Find x if \begin{bmatrix} x & 1 \end{bmatrix} \begin{bmatrix} 1 & 0 \\ -2 & -3 \end{bmatrix} \begin{bmatrix} x \\ 3 \end{bmatrix} = 0

Steps to Solve

1. Multiply the first two matrices

Multiply the 1x2 matrix $[x \quad 1]$ by the 2x2 matrix $\begin{bmatrix}1 & 0 \ -2 & -3\end{bmatrix}$.

$[x \quad 1]\begin{bmatrix} 1 & 0 \ -2 & -3 \end{bmatrix} = [x(1) + 1(-2) \quad x(0) + 1(-3)] = [x - 2 \quad -3]$

2. Multiply the resulting matrix by the last matrix

Multiply the 1x2 matrix $[x-2 \quad -3]$ by the 2x1 matrix $\begin{bmatrix} x \ 3 \end{bmatrix}$.
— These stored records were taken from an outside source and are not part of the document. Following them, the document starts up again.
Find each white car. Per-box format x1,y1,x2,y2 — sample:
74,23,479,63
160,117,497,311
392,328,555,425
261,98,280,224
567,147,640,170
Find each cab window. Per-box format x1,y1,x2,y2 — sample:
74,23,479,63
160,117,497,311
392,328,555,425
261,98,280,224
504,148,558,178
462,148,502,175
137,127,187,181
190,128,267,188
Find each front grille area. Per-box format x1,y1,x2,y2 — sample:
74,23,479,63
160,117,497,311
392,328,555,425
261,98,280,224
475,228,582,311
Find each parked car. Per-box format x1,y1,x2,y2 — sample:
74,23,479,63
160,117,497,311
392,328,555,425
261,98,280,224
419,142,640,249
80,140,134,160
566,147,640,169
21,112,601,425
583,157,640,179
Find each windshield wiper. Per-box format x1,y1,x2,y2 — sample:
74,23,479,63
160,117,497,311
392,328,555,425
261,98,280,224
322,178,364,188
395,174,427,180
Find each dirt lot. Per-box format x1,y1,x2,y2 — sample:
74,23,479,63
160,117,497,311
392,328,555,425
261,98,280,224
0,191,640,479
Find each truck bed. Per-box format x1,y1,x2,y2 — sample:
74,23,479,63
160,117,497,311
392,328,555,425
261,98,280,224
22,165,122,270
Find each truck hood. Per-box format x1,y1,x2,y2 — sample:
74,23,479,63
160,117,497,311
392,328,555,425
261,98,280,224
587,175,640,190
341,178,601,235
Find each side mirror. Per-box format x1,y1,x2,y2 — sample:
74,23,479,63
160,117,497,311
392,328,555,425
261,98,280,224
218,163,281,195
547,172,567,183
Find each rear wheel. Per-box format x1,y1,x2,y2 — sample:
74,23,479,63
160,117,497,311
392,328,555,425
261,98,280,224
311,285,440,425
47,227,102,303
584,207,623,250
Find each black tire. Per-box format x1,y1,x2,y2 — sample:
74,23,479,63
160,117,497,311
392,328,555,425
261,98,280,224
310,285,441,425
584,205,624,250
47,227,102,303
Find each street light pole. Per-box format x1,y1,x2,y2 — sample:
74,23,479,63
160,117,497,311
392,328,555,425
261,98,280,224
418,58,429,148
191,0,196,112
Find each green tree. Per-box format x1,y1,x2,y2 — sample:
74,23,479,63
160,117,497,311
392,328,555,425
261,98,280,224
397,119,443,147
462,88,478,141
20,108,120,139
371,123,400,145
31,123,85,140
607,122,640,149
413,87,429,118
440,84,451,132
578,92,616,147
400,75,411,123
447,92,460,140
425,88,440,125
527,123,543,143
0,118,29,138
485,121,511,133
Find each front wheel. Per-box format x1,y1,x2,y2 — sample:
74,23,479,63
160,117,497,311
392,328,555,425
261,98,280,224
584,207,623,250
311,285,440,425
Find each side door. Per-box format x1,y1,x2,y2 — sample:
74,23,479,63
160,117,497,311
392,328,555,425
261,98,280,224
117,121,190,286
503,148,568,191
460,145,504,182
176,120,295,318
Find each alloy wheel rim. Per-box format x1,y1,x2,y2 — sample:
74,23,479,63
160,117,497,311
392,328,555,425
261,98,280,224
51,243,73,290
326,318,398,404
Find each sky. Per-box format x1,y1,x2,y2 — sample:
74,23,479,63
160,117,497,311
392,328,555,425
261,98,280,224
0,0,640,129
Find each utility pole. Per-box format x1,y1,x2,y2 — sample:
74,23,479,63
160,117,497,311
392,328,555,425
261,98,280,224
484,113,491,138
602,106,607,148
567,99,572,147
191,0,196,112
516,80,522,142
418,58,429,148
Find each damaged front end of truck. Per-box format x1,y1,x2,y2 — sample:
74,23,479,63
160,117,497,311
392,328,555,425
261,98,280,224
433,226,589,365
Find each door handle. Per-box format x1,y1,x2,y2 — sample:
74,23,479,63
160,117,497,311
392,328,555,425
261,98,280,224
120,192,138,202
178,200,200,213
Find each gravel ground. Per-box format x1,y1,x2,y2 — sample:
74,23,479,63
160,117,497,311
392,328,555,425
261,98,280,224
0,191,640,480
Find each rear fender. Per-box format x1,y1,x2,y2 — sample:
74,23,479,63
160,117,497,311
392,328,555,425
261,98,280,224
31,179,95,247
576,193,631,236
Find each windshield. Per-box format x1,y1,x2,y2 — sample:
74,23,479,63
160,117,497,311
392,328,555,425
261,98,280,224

$[x-2 \quad -3]\begin{bmatrix} x \ 3 \end{bmatrix} = (x-2)(x) + (-3)(3) = x^2 - 2x - 9$

3. Set the result equal to zero and solve for x

Since the entire expression is equal to zero we have:

$x^2 - 2x - 9 = 0$

Using the quadratic formula, $x = \frac{-b \pm \sqrt{b^2 - 4ac}}{2a}$, where $a = 1$, $b = -2$, and $c = -9$.

$x = \frac{-(-2) \pm \sqrt{(-2)^2 - 4(1)(-9)}}{2(1)} = \frac{2 \pm \sqrt{4 + 36}}{2} = \frac{2 \pm \sqrt{40}}{2} = \frac{2 \pm 2\sqrt{10}}{2} = 1 \pm \sqrt{10}$

Therefore, $x = 1 + \sqrt{10}$ or $x = 1 - \sqrt{10}$.